After an historic vote last week in the Minnesota House, the Minnesota Senate will debate and vote today on SF 925, which would grant same-sex couples the freedom to marry in that state.
Debate is scheduled to begin at noon Central Time (1 p.m. Eastern Time). Click here, here, and here for live streaming video.
The bill is expected to pass in the DFL (Democratic)-controlled Senate -- the House was the bigger hurdle by far -- and pro-equality Democratic Governor Mark Dayton has pledged to sign the bill into law tomorrow.
Minnesota will be the 12th state to join the marriage equality column, and the first Midwestern state to do so legislatively. (Iowa became a marriage equality state in 2009 thanks to a decision by the state Supreme Court.) Gay and lesbian couples will be able to wed in Minnesota beginning on August 1.
Many around the state are already preparing for history to be made today.

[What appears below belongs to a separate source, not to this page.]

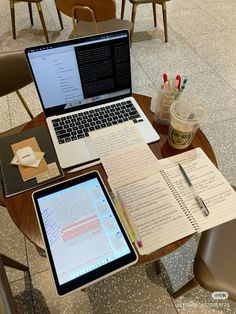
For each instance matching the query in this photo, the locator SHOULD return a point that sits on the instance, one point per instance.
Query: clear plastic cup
(185, 115)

Chris Coleman, mayor of St. Paul -- Minnesota's capital city -- issued a proclamation temporarily renaming the Wabasha Street Bridge, a city landmark, as the "Wabasha Street Freedom to Marry Bridge." St. Paul Public Works installed rainbow flags on the bridge this morning.
Equality opponents in Minnesota are preparing as well. Jeremy Hooper reports at Good As You that the group Minnesota for Marriage has already posted at least two whiny Facebook messages claiming victimhood and lamenting the impending civil rights victory. And after the House passed marriage equality last week, Republican State Rep. Peggy Scott wept, telling reporters that "[her] heart breaks" because same-sex couples in Minnesota will soon be able to marry.
Speaking of hearts breaking over marriage equality, I have to confess that I'm enjoying a hefty dose of schadenfreude as I think about how my dear friends Marcus and Michele Bachmann, whose clinic I busted in 2011 for offering "pray away the gay" therapy, must be reacting to all of this. In 2004, before she rose to national prominence as an outspoken and factually unmoored member of the U.S. House of Representatives, then-State Senator Michele Bachmann spearheaded an effort to add a marriage discrimination amendment to the Minnesota constitution. After numerous setbacks and Bachmann's election to federal office, the amendment made it onto the ballot last November. But it failed miserably, and may even have helped bring enough pro-equality voters to the polls to deliver the legislature back into Democratic control.
And just six months later, the state appears ready to give same-sex couples equal marriage rights. As a native Midwesterner, an LGBT rights activist, and a justice-minded human being, my heart swells with pride.